Nebraska commissioners voted 4-1 for a hybrid state USF contribution mechanism with a $1.75 per connection surcharge for residential wireline, postpaid wireless and interconnected VoIP services and a 6.95 percent revenue-based surcharge for business and other services. CenturyLink and small rural carriers Wednesday applauded the Public Service Commission’s Tuesday rate design order in docket NUSF-111, which followed last year’s decision to move to a connections-based contribution mechanism. Cox and CTIA raised red flags. Other state commissions are working toward USF updates, including Alaska, New Mexico and Oklahoma.
The Nebraska Public Service Commission expects CTIA to drop its appeal of a PSC order shifting state USF to connections-based contributions, a PSC spokesman said after commissioners voted 5-0 Tuesday for an order revising definitions for the contested order in docket NUSF-100. Adopting definitions from a Friday stipulation by CTIA, Cox and other Nebraska carriers, the PSC redefined connections-based contribution mechanism as “a fixed or flat rate surcharge assessed on a per-connection basis,” connection as “any form of technology used to provide an end-user with access to an assessable service” and assessable service as “any service subject to a contribution obligation” to Nebraska USF. The industry stipulation said the appeal by CTIA and other parties at the Nebraska Court of Appeals would end after the PSC adopted the definitions. The commission, meanwhile, is weighing USF rate design in docket NUSF-111. CTIA earlier pulled a similar lawsuit against the Utah PSC after reaching agreement with that agency (See 1807030046). CTIA didn't comment.
U.S. District Court in Salt Lake City dismissed CTIA’s lawsuit against the Public Service Commission related to connections-based USF contribution policy. The court Tuesday granted a joint motion (in Pacer) by CTIA and the PSC after the parties told the court in May that they were trying to resolve their dispute (see 1805080019). “CTIA is pleased that the Commission’s rulemaking process reached a successful conclusion," a spokesperson emailed. A PSC spokesperson declined to comment. The wireless association earlier sued the Nebraska PSC in Nebraska Court of Appeals for agreeing to move to a connections method at an unspecified date (see 1804120046).

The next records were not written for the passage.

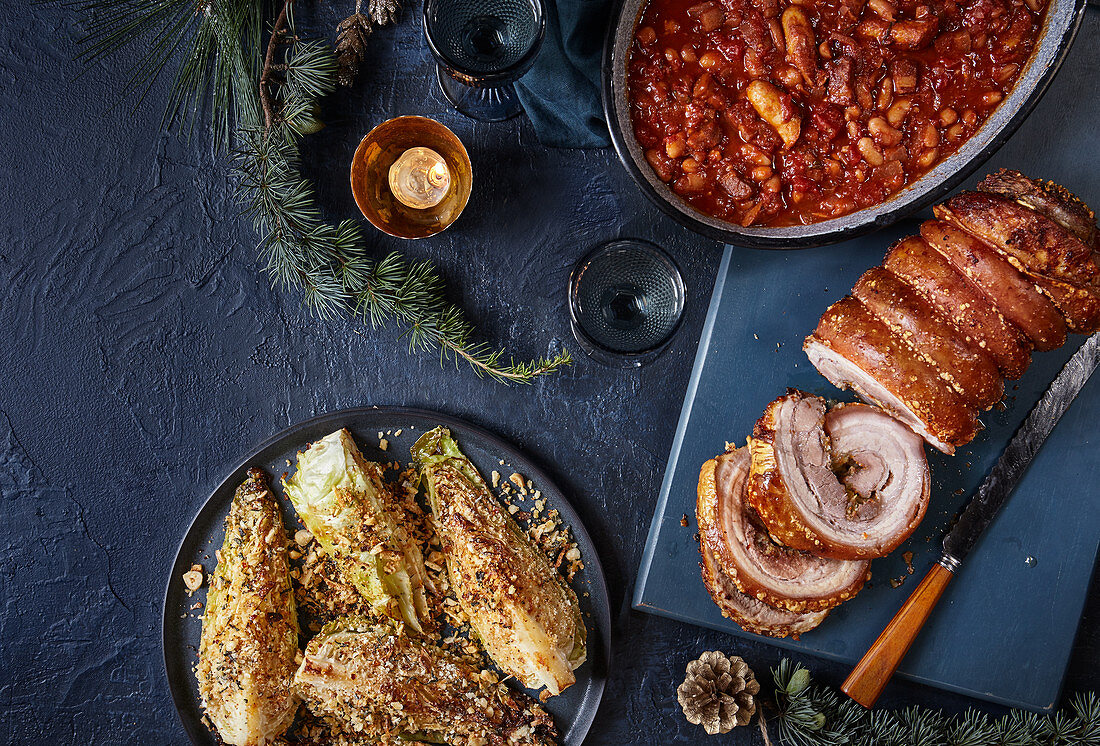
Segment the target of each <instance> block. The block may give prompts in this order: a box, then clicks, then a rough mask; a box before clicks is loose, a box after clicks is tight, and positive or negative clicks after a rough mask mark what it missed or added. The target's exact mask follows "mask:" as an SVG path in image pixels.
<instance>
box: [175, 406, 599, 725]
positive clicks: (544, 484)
mask: <svg viewBox="0 0 1100 746" xmlns="http://www.w3.org/2000/svg"><path fill="white" fill-rule="evenodd" d="M437 425H442V426H444V427H448V428H450V429H451V432H452V434H453V435H454V438H455V440H456V441H458V442H459V446H460V447H461V448H462V450H463V452H465V454H466V456H467V457H470V460H471V461H473V462H474V465H476V467H477V469H478V470H480V471H481V472H482V474H489V473H491V472H492V471H493V470H494V469H495V470H502V471H503V470H505V469H508V471H506V472H504V473H506V474H507V473H511V471H517V472H519V473H521V474H524V476H526V478H527V479H529V480H531V481H532V482H533V483H535V485H536V487H537V489H538V490H540V491H541V493H542V497H543V498H544V500H546V502H547V507H548V508H551V507H553V508H558V511H559V512H560V513H561V517H562V519H563V522H564V524H565V525H566V526H569V527H570V529H571V530H572V533H573V539H574V540H575V541H576V545H577V547H579V548H580V550H581V557H582V558H583V561H584V569H583V570H581V571H580V572H577V573H576V577H575V578H574V579H573V582H572V586H573V590H574V591H576V595H577V600H579V601H580V603H581V612H582V615H583V618H584V623H585V625H586V626H587V629H588V638H587V654H588V655H587V660H586V661H585V662H584V663H583V665H582V666H581V667H580V668H579V669H576V683H575V684H573V685H572V687H570V688H569V689H566V690H565V691H563V692H562V693H561V694H560V695H558V696H552V698H550V699H549V700H548V701H547V702H546V703H544V704H543V706H544V707H546V709H547V711H549V712H550V714H551V715H553V718H554V723H557V724H558V732H559V733H560V734H561V743H562V744H563V745H564V746H580V745H581V743H582V742H583V740H584V736H585V734H587V732H588V727H590V726H591V725H592V721H593V718H594V717H595V715H596V710H597V709H598V707H599V700H601V699H602V696H603V693H604V683H605V681H606V680H607V670H608V668H609V666H610V626H612V623H610V606H609V605H608V600H607V585H606V583H605V581H604V571H603V568H602V567H601V564H599V556H598V555H597V552H596V547H595V545H594V544H593V542H592V539H591V538H590V537H588V534H587V533H586V531H585V530H584V526H583V525H582V524H581V518H580V516H577V515H576V513H575V512H574V511H573V508H572V506H571V505H570V504H569V501H568V500H566V498H565V495H564V494H563V493H562V492H561V491H560V490H559V489H558V487H557V486H555V485H554V484H553V482H551V481H550V478H549V476H548V475H547V474H546V473H544V472H543V471H542V470H541V469H539V468H538V467H537V465H536V464H535V463H532V462H531V461H530V460H529V459H527V457H525V456H524V454H522V453H521V452H520V451H519V450H518V449H516V447H515V446H511V445H510V443H508V442H506V441H504V440H502V439H500V438H498V437H496V436H494V435H493V434H491V432H487V431H485V430H483V429H481V428H478V427H475V426H473V425H470V424H467V423H464V421H462V420H459V419H455V418H453V417H448V416H447V415H441V414H438V413H432V412H423V410H420V409H408V408H396V407H394V408H388V407H372V408H362V409H344V410H342V412H333V413H330V414H327V415H321V416H319V417H315V418H313V419H309V420H306V421H304V423H299V424H297V425H293V426H290V427H289V428H287V429H285V430H283V431H282V432H279V434H277V435H275V436H273V437H271V438H268V439H267V440H266V441H264V442H263V443H261V445H260V446H257V447H256V448H255V449H253V450H252V451H251V452H249V453H248V454H246V456H245V457H244V458H242V459H241V461H240V462H239V463H238V465H237V468H235V469H233V471H232V472H230V473H229V474H228V475H227V476H226V479H224V480H222V482H221V484H219V485H218V486H217V487H216V489H215V491H213V492H212V493H211V495H210V497H209V498H207V501H206V503H205V504H204V505H202V507H201V508H200V509H199V512H198V515H196V516H195V520H194V522H193V523H191V526H190V528H188V529H187V534H186V536H185V537H184V540H183V542H182V544H180V546H179V551H178V552H177V555H176V560H175V562H174V563H173V567H172V572H171V574H169V577H168V582H167V589H166V591H165V597H164V616H163V619H162V645H163V649H164V666H165V672H166V673H167V678H168V688H169V689H171V691H172V699H173V701H174V702H175V704H176V710H177V711H178V712H179V718H180V721H182V723H183V726H184V729H185V731H186V732H187V735H188V736H189V737H190V739H191V743H194V744H196V745H197V746H216V745H217V744H220V743H221V740H220V739H219V738H218V736H217V735H216V734H215V733H213V732H211V731H210V728H209V727H207V725H206V724H205V723H204V722H202V707H201V704H200V700H199V693H198V684H197V682H196V680H195V673H194V670H193V669H194V666H195V662H196V660H197V657H198V646H199V636H200V634H201V630H202V623H201V619H200V618H199V616H200V614H201V610H196V608H195V607H194V604H195V602H197V601H204V602H205V601H206V586H204V588H202V589H201V590H200V591H199V592H197V593H196V594H195V596H194V597H190V596H188V595H187V594H186V593H185V590H186V589H185V588H184V584H183V581H182V579H180V578H182V575H183V573H184V572H186V571H187V570H189V569H190V567H191V564H193V563H200V564H202V566H204V567H205V569H206V571H207V572H208V573H209V572H212V571H213V567H215V560H213V556H215V550H216V549H218V548H219V547H221V545H222V540H223V538H224V522H226V515H227V514H228V513H229V504H230V502H231V501H232V498H233V491H234V490H235V489H237V486H238V485H239V484H240V483H241V482H243V481H244V475H245V472H246V471H248V470H249V469H250V468H252V467H259V468H261V469H263V470H264V472H265V473H266V474H267V479H268V484H270V486H271V489H272V491H273V493H274V494H275V495H276V496H277V497H278V502H279V505H281V507H282V508H283V513H284V523H285V525H286V527H287V529H288V530H293V527H294V526H295V525H296V523H297V519H296V517H295V515H294V511H293V508H290V506H289V504H288V502H287V501H286V500H285V498H284V497H283V490H282V486H281V485H279V479H278V478H279V476H281V475H282V474H283V473H284V472H287V471H289V470H290V469H292V467H290V465H289V464H293V463H294V462H295V459H296V453H297V452H298V451H299V450H301V449H303V448H305V447H306V446H308V445H309V443H310V442H312V441H313V440H317V439H319V438H322V437H324V436H327V435H329V434H330V432H333V431H335V430H339V429H340V428H342V427H345V428H348V429H349V430H351V434H352V435H353V436H354V437H355V442H356V443H357V445H359V447H360V450H361V451H362V452H363V456H364V457H366V458H367V459H370V460H373V461H393V460H395V459H396V460H398V461H401V462H407V461H409V460H410V457H409V447H410V446H411V445H412V443H414V442H416V439H417V438H419V437H420V436H421V435H423V434H425V432H427V431H428V430H430V429H431V428H433V427H436V426H437ZM398 430H401V435H399V436H397V435H387V436H386V438H387V439H388V441H389V445H388V448H387V449H386V451H382V450H381V449H379V448H378V438H377V434H378V432H379V431H382V432H394V434H396V432H397V431H398ZM500 459H503V460H504V463H505V465H503V467H502V465H500V464H499V463H498V460H500ZM528 693H529V694H532V695H533V696H538V692H528Z"/></svg>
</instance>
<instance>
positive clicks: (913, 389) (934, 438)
mask: <svg viewBox="0 0 1100 746" xmlns="http://www.w3.org/2000/svg"><path fill="white" fill-rule="evenodd" d="M803 350H804V351H805V353H806V356H807V358H810V362H811V363H813V365H814V367H816V369H817V372H818V373H821V374H822V375H824V376H825V377H826V379H828V380H829V381H831V382H832V383H833V385H834V386H836V387H838V388H848V390H850V391H854V392H855V393H856V394H858V395H859V397H860V398H862V399H864V401H865V402H868V403H869V404H875V405H878V406H880V407H882V408H883V409H886V410H887V412H889V413H890V414H891V415H893V416H894V417H897V418H898V419H900V420H901V421H902V423H904V424H905V425H908V426H909V427H910V428H912V430H913V431H914V432H916V434H917V435H920V436H921V437H922V438H924V439H925V440H926V441H928V443H930V445H932V446H933V447H935V448H936V449H938V450H941V451H943V452H944V453H948V454H950V453H954V452H955V447H956V446H960V445H963V443H967V442H970V440H972V439H974V437H975V435H977V432H978V419H977V412H976V410H975V409H974V408H972V407H970V406H969V405H968V404H967V403H966V402H965V401H963V398H961V397H960V396H959V395H958V394H957V393H956V392H955V391H954V390H953V388H952V387H950V385H949V384H948V383H947V382H946V381H944V380H943V379H941V377H939V374H938V373H937V372H936V370H935V367H934V366H932V365H931V364H928V363H927V362H926V361H925V360H924V359H923V358H921V356H919V355H917V354H916V353H915V352H914V351H913V350H912V349H910V347H909V345H908V344H906V343H905V342H904V341H902V339H901V338H899V337H898V336H897V334H894V333H893V332H892V331H891V330H890V328H889V327H888V326H887V325H886V323H884V322H883V321H881V320H879V319H878V318H877V317H876V316H875V315H872V314H871V312H870V311H869V310H868V309H867V307H866V306H864V305H862V304H861V303H859V300H857V299H856V298H853V297H851V296H847V297H845V298H842V299H840V300H838V301H836V303H835V304H833V305H832V306H829V307H828V309H827V310H826V311H825V314H824V315H823V316H822V318H821V320H820V321H818V322H817V329H815V330H814V333H813V334H811V336H810V337H807V338H806V341H805V344H804V345H803Z"/></svg>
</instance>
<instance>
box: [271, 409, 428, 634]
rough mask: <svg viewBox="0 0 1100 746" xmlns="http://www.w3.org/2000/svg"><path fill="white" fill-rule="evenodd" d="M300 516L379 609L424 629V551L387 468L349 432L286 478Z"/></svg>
mask: <svg viewBox="0 0 1100 746" xmlns="http://www.w3.org/2000/svg"><path fill="white" fill-rule="evenodd" d="M283 490H284V492H285V494H286V496H287V497H288V498H289V500H290V502H292V503H293V504H294V509H295V511H297V512H298V517H299V518H301V522H303V523H304V524H305V525H306V528H307V529H309V531H310V533H311V534H312V535H313V536H315V537H316V538H317V540H318V542H319V544H320V545H321V548H322V549H323V550H324V551H326V552H327V553H328V555H329V556H330V557H331V558H332V559H333V561H335V562H338V563H339V564H340V566H341V570H342V571H343V574H344V575H345V577H346V578H349V579H350V580H351V582H352V583H354V585H355V588H356V589H357V590H359V592H360V593H362V594H363V595H364V596H365V597H366V599H367V600H368V601H370V602H371V606H372V607H373V610H374V612H375V613H377V614H379V615H384V616H389V617H390V618H394V619H397V621H404V622H405V623H406V624H408V625H409V626H410V627H411V628H412V629H415V630H417V632H423V628H425V626H430V624H431V614H430V612H429V610H428V601H427V597H426V593H425V588H426V586H427V585H428V584H429V582H430V581H429V580H428V575H427V572H426V571H425V568H423V556H422V555H421V553H420V548H419V547H418V546H417V544H416V541H415V540H412V539H411V538H410V536H409V534H408V531H406V530H405V528H404V527H403V523H404V522H405V520H406V519H407V517H408V516H407V512H406V511H405V509H404V508H403V507H401V506H400V504H399V503H398V502H397V500H396V498H395V497H394V495H393V493H392V492H390V490H389V489H388V487H387V486H386V485H385V484H384V483H383V481H382V468H381V467H379V465H378V464H376V463H373V462H371V461H367V460H366V459H364V458H363V456H362V453H360V452H359V448H357V447H356V446H355V441H354V440H353V439H352V437H351V434H350V432H348V430H345V429H344V430H339V431H337V432H333V434H332V435H329V436H326V437H324V438H321V439H320V440H318V441H317V442H315V443H312V445H311V446H310V447H309V448H308V449H306V450H305V451H300V452H299V453H298V469H297V471H296V472H295V473H294V475H293V476H292V478H289V479H284V480H283Z"/></svg>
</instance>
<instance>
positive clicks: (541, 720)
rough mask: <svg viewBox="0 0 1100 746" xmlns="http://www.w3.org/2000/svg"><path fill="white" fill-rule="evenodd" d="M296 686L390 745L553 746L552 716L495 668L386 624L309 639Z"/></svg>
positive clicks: (304, 697)
mask: <svg viewBox="0 0 1100 746" xmlns="http://www.w3.org/2000/svg"><path fill="white" fill-rule="evenodd" d="M295 684H296V687H297V688H298V691H299V692H300V693H301V695H303V698H304V699H305V701H306V704H307V706H308V707H309V709H310V710H312V711H313V712H315V713H316V714H318V715H321V716H326V717H331V718H333V720H335V721H337V722H338V723H339V724H340V725H341V726H342V727H343V728H344V729H346V731H350V732H352V733H359V734H363V735H366V736H368V737H372V738H376V739H377V740H378V742H381V743H384V744H398V743H407V742H408V740H409V739H411V740H427V742H432V743H447V744H451V745H452V746H485V745H489V744H491V745H494V746H504V745H508V746H550V745H551V744H553V743H554V739H555V737H557V733H555V731H554V726H553V720H552V718H551V717H550V715H549V714H548V713H547V712H546V711H544V710H542V707H540V706H539V705H538V704H536V703H535V702H533V701H532V700H531V699H530V698H529V696H527V695H526V694H524V693H521V692H516V691H513V690H511V689H509V688H508V687H506V685H504V684H502V683H500V682H499V680H498V678H497V676H496V674H495V673H494V672H492V671H485V670H482V669H481V668H480V667H477V666H476V665H474V663H473V662H471V661H469V660H466V659H465V658H460V657H458V656H455V655H454V654H452V652H450V651H448V650H445V649H443V648H441V647H439V646H438V645H434V644H432V643H429V641H427V640H425V639H423V638H421V637H416V636H408V635H403V634H399V633H398V632H397V630H396V629H395V628H394V625H393V624H392V623H390V622H388V621H382V622H370V621H366V619H355V618H343V619H338V621H335V622H332V623H330V624H328V625H326V626H324V628H323V629H321V632H320V633H319V634H318V635H317V636H315V637H313V639H311V640H310V641H309V645H308V647H307V648H306V655H305V658H304V659H303V661H301V667H300V668H299V669H298V672H297V673H296V674H295Z"/></svg>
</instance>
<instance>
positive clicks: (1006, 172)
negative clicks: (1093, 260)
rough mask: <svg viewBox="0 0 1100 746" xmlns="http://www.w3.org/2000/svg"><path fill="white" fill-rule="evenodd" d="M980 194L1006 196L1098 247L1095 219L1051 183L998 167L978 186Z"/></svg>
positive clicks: (1057, 184) (1065, 191) (1068, 189)
mask: <svg viewBox="0 0 1100 746" xmlns="http://www.w3.org/2000/svg"><path fill="white" fill-rule="evenodd" d="M978 190H979V191H991V193H993V194H998V195H1001V196H1002V197H1008V198H1009V199H1012V200H1015V201H1018V202H1020V204H1021V205H1023V206H1024V207H1029V208H1031V209H1033V210H1035V211H1036V212H1038V213H1041V215H1043V216H1046V217H1047V218H1049V219H1051V220H1053V221H1055V222H1056V223H1058V224H1059V226H1062V227H1063V228H1065V229H1066V230H1068V231H1069V232H1070V233H1073V234H1074V235H1076V237H1077V238H1079V239H1080V240H1081V241H1084V242H1085V243H1086V244H1087V245H1090V246H1093V248H1096V245H1097V219H1096V215H1095V213H1093V212H1092V210H1091V209H1089V206H1088V205H1086V204H1085V202H1084V201H1081V199H1080V198H1079V197H1078V196H1077V195H1075V194H1073V193H1071V191H1069V189H1067V188H1066V187H1064V186H1060V185H1058V184H1055V183H1054V182H1043V180H1040V179H1032V178H1027V177H1026V176H1024V175H1023V174H1021V173H1020V172H1019V171H1012V169H1010V168H1001V169H999V171H998V172H996V173H993V174H990V175H989V176H987V177H986V178H983V179H982V180H981V183H979V184H978Z"/></svg>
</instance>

ITTA and members voiced their views to FCC Commissioner Brendan Carr and an aide, who spoke at a membership meeting that included executives of Blackfoot Communications, CenturyLink, Cincinnati Bell, Comporium Communications, Consolidated Communications, Consolidated Companies of Nebraska, Great Plains Communications, Hargray Communications, Ritter Communications and TDS Telecom. "Attendees expressed positions consistent with ITTA’s prior advocacy related to the universal service high-cost program budget for rate-of-return carriers; the need for reforms of the universal service contribution methodology; support for stay of the rural call completion rules adopted in April 2018; proposed Commission action related to 8YY originating access charges; and a proposed Commission rule to withhold federal [USF] disbursements to any USF recipient purchasing equipment or services from any communications equipment or service providers identified as posing a national security risk to communications networks or the communications supply chain," said a filing posted Tuesday in docket 10-90.